Ese papel de hombre bueno lo repitió en El laberinto del Fauno, en series como 14 de abril. La República y en muchas producciones más. Angulo hacía llorar cuando encarnaba a esos buenos tipos que no tienen otro remedio que bajar la cabeza ante el poder. Te tocaba la fibra, la pena supuraba creíblemente por cada una de las arrugas de su cara. A Angulo ya le conocimos adulto, sin pelo, casi siempre con gafas y mostacho. Para los cinéfilos que gustamos del producto nacional, era como de la familia. Podía ser el camarero de la cafetería de la esquina, el mismo hombre simpático que lleva 20 años sirviéndole el café y los churros a tu familia cada domingo. O tu profesor de Química, ese hombrecillo al que recuerdas con nostalgia cuando vuelves la vista atrás a los años de instituto. Y eso que le hacías la vida imposible. O, también, el presidente del club de fútbol del barrio, ese que llevó a probar a la estrella de la plaza a un equipo de Primera sin esperar nada a cambio. O, por qué no si muchas veces se puso la sotana, ese cura bueno que miraba por los que menos tenían y no por complacer a su obispo.
Angulo nunca se cansó de trabajar y encarnó mil papeles marcados por la bondad. De hecho, el fatal accidente de tráfico que le ha arrebatado la vida a los 61 años interrumpió en La Rioja un viaje de Bilbao a Zaragoza: iba a rodar la película Bendita Calamidad. No se bajó nunca del tren y no fue un divo. Ni siquiera se enfadó porque el Goya se le escurriera tres veces de entre los dedos. Siendo así, a Álex Angulo se le quería por honesto. «Se nota mucho cuando se muere un actor y cuando se marcha una persona», me comentó ayer el más cinéfilo de mis amigos al darme la noticia del accidente mortal. No andaba muy desencaminado. «Es un ángel de Dios», nos lo definió Hovik Keuchkarian en la entrevista que le hicimos en Negratinta. Hace apenas tres semanas se anunció que la película que ambos rodaron hace un año, Justi&Cia se podrá ver por fin en las pantallas el próximo noviembre. Álex no estará en el photocall.
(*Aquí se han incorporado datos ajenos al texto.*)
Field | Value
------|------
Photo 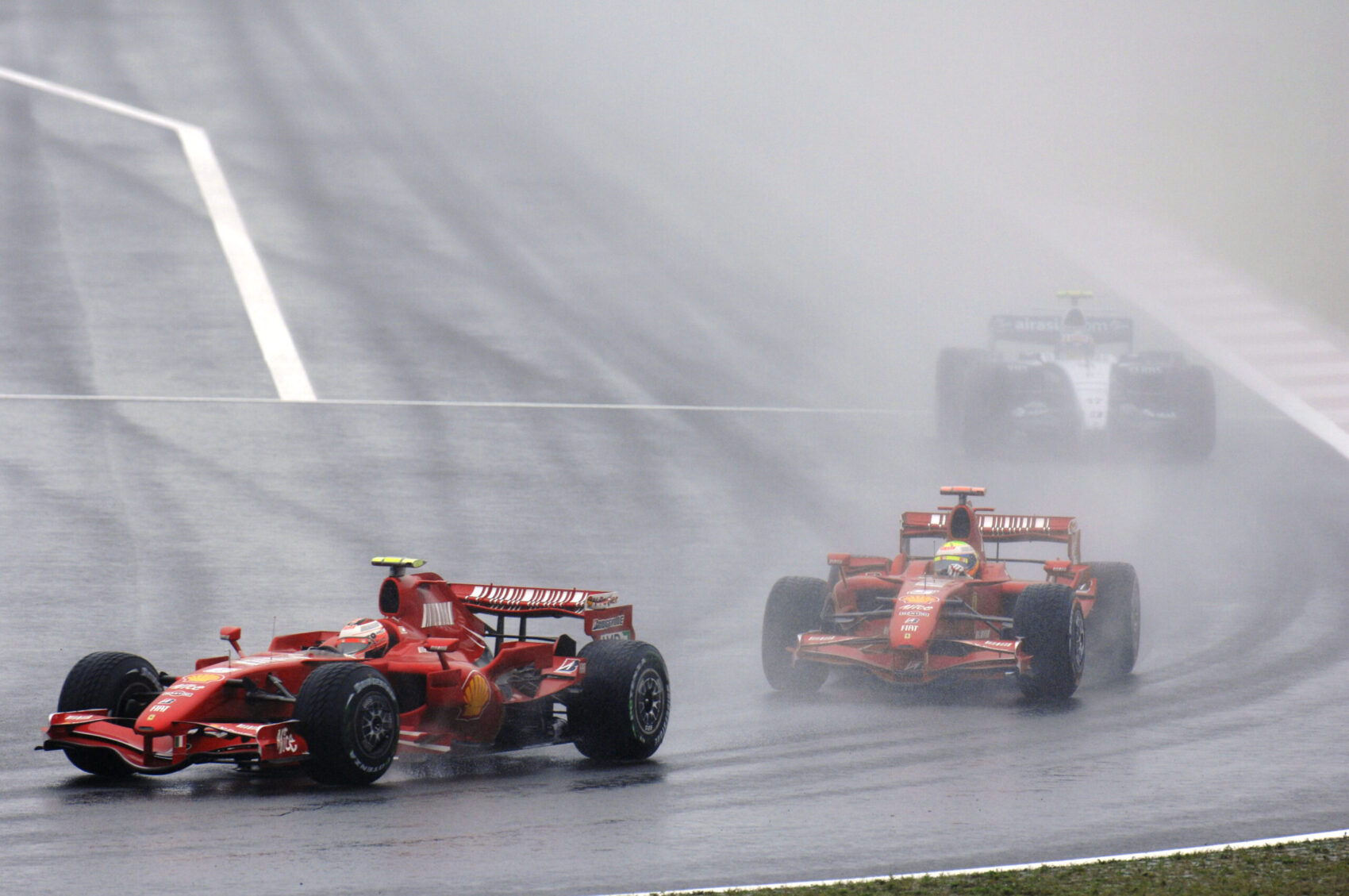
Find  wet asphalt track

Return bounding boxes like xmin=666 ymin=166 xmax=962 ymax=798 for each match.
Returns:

«No me lo puedo creer. Estoy en un bus volviendo a Madrid… No sé qué hacer», escribió en Twitter Álex de la Iglesia, su tocayo y paisano, al enterarse del fallecimiento. «Mi amigo y compañero Álex Angulo ha fallecido en accidente. No se podía ser mejor tipo», publicó en la misma red Santiago Segura. Angulo había sido clave para que De la Iglesia se estrenara tras la cámara con Acción Mutante y entre los tres parieron esa genialidad llamada El día de la Bestia, una película que me enganchó desde la primera vez que la vi, con once o doce años. Cada vez que voy a Madrid y paseo por la Gran Vía, me suelo reír para mis adentros recreando esa escena en la que Angulo y Segura están a punto de despeñarse del edificio Carrión, el que todos conocemos por el cartel de Schweppes que adorna la azotea desde que el mundo es mundo. El Día de la Bestia fue una de las cintas que hicieron que empezara a mirar el cine con otros ojos, a crecer y madurar como espectador, a prepararme para morder la manzana de Tarantino, a envenenarme de ese esperpento de violencia y humor negro que es el cine que idean mentes como las de Quentin o el mismo De la Iglesia. La Comunidad me parece otra obra maestra, nuevamente con otra bilbaína, Terele Pávez, en el reparto. Pulp Fiction, Reservoir Dogs o Malditos Bastardos merecen capítulo aparte.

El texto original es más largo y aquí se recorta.